15頁に及ぶこの長詩は、散文詩として書かれているために詩と散文の危うい位置で書かれているという指摘もできましょう。しかし、その根底の精神はやはり詩だと思います。詩人の眼を通した親族の姿、自分の今の有り様、と採る方が正解と言えましょう。あまりの長詩なのでここでは紹介しませんでしたが、小川詩を読み解く、小川聖子という詩人を知る上では重要な一篇です。充実した内容の一冊です。



  詩誌『黒豹』102号
  kurohyo 102    
 
2003.3.28
千葉県館山市
黒豹社・諫川正臣氏 発行
非売品
 

    黒蟻    諌川正臣

    

   『國體の本義』ありますか
   若々しい女性の声に おもわずふり向く
   戦中ものを主に扱っている古書店でのこと
   知的なまなざし 学生らしい
   国会図書館にもなかったので と店主に

   聞けば海外に在住とか
   卒論のために探しているという
   どうしても無ければお貸ししますよと別れた

   手持ちの一冊は戦没した先輩の遺品
   そこここに書き込みがいっぱい
   キェルケゴールの研究をめざした先輩は
   どんな思いで本書の講義を受けたのだろう
   昭和十八年 学徒出陣
   「生等もとより生還を期せず」
   はたして 悠久の大義に殉ずる をよりどころに
   戦いの場にのぞんだのだろうか

   ひさびさに手にして表紙をめくれば
   扉に ひからびた黒蟻がいっぴき
   いつの日 まよいこんだのか
   『國體の本義』に潰され 張りついている
   先輩も 蟻のように
   地を這いずりまわって果てたのだろうか
   制空権なき空の下

   いまでは死語ともいえる題名の書に
   どんな光をあてようというのか
   卒論の中身が気にかかる

                 ※昭和十二年 文部省発行
                  皇国史観に基づき天皇の統治を神勅として正当化
                  天皇に忠誠をつくすことを国民の本分と説く国体明徴
                  の国定教科書 戦時下の学徒に課せられた

 『國體の本義』に潰された「黒蟻」と「先輩」を重ねた見事な作品です。
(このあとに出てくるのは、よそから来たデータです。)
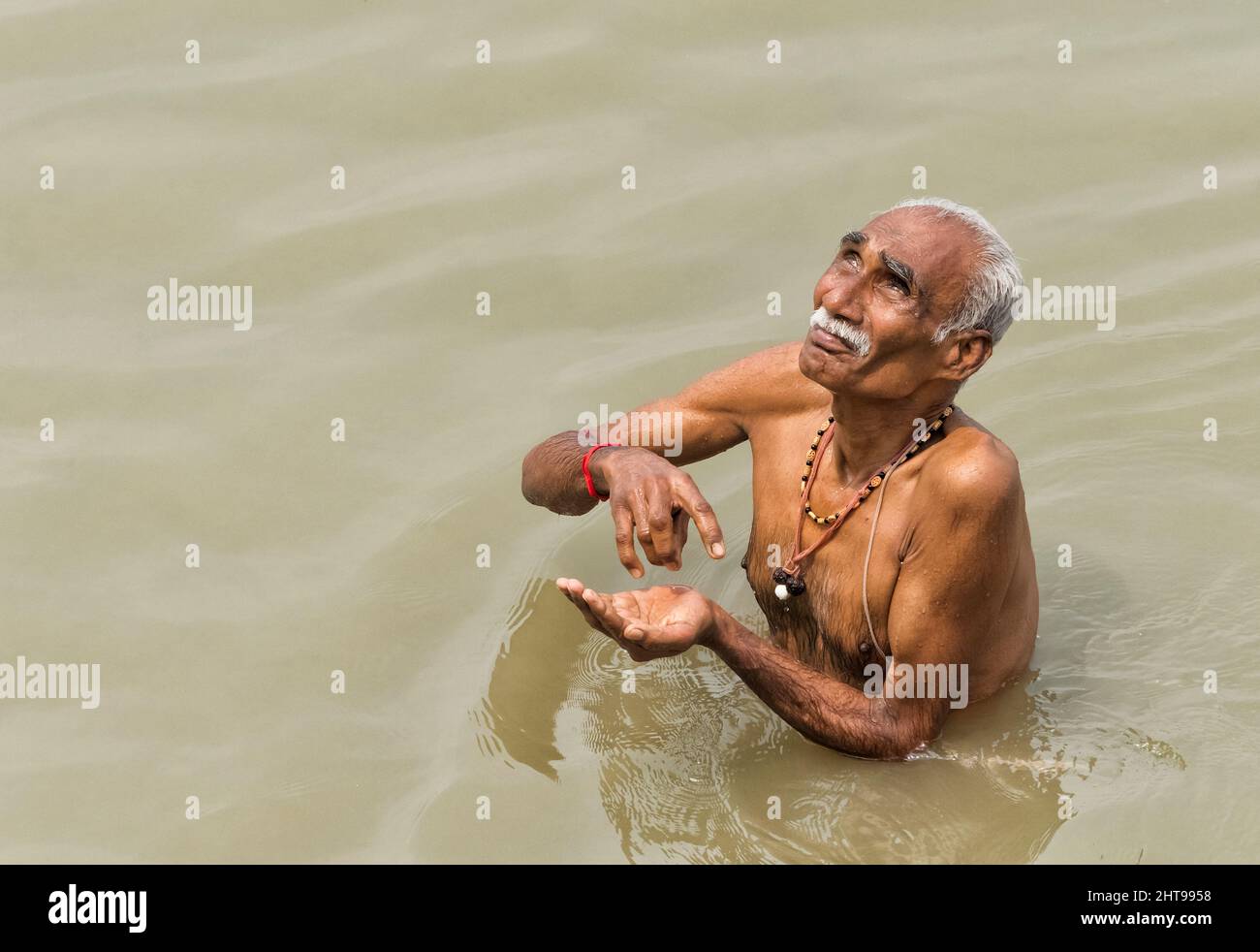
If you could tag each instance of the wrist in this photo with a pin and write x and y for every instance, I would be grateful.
(597, 466)
(719, 629)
それを女子学生が「卒論のために探しているという」ことで見事に現代に甦らせました。国内の大学ではおそらくそんな「卒論」は無いのでしょうが、「海外に在住」ということで、それも無理なく理解できそうです。詩作品ですから、作中の事物を総て事実ととらえるのは間違いですが、それでも何の違和感もなく事実≠ニして受けとめてしまいそうです。筆力の成せる技だと思いました。